Recycling a comment, where part of the annoyance came from the feeling that they should have been asking someone else to solve it: https://news.ycombinator.com/item?id=37859771
_____
[That's like] Me, with zero C/C++ experience, being asked to figure out why the newer version of the Linux kernel is randomly crash-panicking after getting cross-compiled for a custom hardware box.
("He's familiar with the the build-system scripts, so he can see what changed.")
-----
I spent weeks of testing slightly different code-versions, different compile settings, different kconfig options, knocking out particular drivers, waiting for recompiles and walking back and forth to reboot the machine, and generally puzzling over extremely obscure and shifting error traces... And guess what? The new kernel was fine.
What was not fine were some long-standing hexadecimal arguments to the hypervisor, which had been memory-corrupting a spot in all kernels we'd ever loaded. It just happened to be that the newer compiles shifted bytes around so that something very important was in the blast zone.
Anyway, that's how 3 weeks of frustrating work can turn into a 2-character change.
Recently, this one which I'm still investigating -- if you want to help :) https://github.com/anza-xyz/agave/pull/4585
Combination PIT/serial interrupt issue involving microsecond-resolution system programmable interval timer and multi-port serial driver. Would crash every day or so.
Had to create a stress test to reproduce in minutes not days. Then trace code paths through timers and serial events to find problematical path. Turned out to have many - timer interrupt callback could cancel interrupt, reschedule timer, change interval, cancel then reschedule. All in the presence of other channel interrupts occurring and overlapping unpredictably. Timers rescheduled for intervals that had passed already once the callback completed. And on and on.

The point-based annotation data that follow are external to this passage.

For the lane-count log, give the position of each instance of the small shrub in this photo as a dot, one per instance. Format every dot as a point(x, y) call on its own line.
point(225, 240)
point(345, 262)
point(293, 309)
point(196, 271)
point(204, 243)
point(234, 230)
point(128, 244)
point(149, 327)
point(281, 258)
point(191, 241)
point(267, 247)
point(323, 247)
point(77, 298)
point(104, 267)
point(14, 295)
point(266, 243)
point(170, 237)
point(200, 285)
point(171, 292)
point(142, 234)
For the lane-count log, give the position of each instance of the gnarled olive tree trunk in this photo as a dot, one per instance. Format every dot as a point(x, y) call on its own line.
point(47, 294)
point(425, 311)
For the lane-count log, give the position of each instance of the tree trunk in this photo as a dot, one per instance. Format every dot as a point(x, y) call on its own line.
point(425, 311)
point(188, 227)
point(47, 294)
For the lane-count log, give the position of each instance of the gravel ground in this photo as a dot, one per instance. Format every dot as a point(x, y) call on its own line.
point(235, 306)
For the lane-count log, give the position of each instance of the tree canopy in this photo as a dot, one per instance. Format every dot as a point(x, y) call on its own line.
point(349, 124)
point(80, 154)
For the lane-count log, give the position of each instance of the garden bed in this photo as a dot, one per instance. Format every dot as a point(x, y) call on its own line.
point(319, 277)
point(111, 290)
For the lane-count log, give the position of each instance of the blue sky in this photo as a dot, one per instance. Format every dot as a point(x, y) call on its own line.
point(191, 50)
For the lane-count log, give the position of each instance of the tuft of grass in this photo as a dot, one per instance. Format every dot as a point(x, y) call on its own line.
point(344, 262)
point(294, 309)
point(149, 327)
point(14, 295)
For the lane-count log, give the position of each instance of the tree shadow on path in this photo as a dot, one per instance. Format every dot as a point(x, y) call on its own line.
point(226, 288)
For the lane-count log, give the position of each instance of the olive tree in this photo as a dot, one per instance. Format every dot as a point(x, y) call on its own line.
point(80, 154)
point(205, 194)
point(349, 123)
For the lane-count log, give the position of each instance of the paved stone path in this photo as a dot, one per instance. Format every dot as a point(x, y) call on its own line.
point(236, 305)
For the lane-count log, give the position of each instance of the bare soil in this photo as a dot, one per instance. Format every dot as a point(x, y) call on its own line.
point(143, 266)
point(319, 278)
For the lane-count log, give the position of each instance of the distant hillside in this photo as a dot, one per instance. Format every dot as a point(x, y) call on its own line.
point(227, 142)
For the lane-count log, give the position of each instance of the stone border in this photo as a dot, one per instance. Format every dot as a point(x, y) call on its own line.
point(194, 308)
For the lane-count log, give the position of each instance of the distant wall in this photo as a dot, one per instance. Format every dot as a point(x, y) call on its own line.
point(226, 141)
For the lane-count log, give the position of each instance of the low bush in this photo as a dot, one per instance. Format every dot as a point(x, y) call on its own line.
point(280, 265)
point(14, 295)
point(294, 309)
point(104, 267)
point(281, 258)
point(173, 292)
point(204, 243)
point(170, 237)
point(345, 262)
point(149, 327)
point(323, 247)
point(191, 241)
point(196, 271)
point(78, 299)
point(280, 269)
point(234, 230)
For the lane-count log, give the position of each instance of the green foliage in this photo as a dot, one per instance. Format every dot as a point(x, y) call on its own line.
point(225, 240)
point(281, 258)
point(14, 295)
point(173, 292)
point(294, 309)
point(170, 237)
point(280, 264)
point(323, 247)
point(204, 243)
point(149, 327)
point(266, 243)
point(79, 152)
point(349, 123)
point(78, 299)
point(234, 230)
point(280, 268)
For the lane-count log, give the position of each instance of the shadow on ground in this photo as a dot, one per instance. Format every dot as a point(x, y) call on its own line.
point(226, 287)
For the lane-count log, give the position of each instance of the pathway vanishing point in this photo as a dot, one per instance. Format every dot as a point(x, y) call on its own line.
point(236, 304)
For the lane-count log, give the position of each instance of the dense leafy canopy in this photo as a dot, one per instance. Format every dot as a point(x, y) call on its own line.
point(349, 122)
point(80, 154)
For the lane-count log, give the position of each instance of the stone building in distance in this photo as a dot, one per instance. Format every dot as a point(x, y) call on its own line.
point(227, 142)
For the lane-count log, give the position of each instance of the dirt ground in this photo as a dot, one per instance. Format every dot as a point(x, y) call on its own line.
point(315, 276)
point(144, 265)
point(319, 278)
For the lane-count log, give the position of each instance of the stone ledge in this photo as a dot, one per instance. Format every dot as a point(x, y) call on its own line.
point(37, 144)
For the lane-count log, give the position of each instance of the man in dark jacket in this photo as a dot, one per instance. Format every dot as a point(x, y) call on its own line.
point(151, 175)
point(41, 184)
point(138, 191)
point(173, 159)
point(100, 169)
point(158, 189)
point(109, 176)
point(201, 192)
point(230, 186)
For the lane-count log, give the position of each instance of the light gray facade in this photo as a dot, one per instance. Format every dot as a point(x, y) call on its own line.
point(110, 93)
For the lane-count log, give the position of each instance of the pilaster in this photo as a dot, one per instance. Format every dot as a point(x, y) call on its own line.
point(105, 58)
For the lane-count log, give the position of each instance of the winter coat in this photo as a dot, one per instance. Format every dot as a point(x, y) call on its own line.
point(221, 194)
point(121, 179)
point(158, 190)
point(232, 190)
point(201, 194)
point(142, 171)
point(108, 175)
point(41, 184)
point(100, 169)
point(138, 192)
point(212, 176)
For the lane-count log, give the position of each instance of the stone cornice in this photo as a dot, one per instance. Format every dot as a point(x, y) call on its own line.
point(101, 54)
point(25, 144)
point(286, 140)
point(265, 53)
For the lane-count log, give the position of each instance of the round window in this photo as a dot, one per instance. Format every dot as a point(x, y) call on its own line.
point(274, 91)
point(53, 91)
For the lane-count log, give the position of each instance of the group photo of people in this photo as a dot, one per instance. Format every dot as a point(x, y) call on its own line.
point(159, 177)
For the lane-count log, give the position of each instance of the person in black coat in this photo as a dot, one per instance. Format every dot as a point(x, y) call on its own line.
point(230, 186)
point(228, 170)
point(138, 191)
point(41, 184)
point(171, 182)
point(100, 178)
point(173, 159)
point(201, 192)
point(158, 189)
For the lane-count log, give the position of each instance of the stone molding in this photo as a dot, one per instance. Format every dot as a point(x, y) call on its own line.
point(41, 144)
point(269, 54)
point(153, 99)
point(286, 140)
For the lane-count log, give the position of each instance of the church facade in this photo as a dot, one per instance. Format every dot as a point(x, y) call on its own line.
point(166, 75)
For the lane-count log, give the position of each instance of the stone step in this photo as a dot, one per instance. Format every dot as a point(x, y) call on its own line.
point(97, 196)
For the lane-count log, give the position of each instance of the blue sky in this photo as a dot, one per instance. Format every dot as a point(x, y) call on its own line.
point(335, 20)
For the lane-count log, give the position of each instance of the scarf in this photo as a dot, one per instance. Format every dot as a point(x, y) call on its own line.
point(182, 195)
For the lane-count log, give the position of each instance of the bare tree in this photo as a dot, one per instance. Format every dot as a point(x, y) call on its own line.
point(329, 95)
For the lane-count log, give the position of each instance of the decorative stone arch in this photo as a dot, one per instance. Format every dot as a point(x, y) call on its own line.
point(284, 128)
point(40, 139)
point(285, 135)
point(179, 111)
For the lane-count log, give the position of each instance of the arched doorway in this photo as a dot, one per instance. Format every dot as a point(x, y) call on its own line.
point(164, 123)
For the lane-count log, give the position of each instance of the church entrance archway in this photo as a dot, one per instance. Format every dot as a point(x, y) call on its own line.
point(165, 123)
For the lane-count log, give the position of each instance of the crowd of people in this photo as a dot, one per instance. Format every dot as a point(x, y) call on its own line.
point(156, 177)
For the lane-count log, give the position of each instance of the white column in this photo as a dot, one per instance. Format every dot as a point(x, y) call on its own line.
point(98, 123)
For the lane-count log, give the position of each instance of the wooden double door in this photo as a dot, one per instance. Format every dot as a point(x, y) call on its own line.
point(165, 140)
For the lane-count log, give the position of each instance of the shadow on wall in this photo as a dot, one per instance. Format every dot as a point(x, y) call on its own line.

Took a weekend alone with the code and a set of machines, desk-time getting my head around it all, then coding bullet-proof paths for all calls and callbacks for every related system call.
Once it worked, it worked for days then months under test. Nothing is too hard to resist a methodical approach.
Upgrading from QT4 to 5 broke the appending of QStrings to QByteArrays such that it stored half the data from a QString (some wonkiness with UTF8 and UTF16 IIRC). Took a rewrite of the RTMP/AMF layer in the codebase to figure it out.
Any flaky selenium test.
rendering corruption issue or perf issue of wayland that involves 100 processes.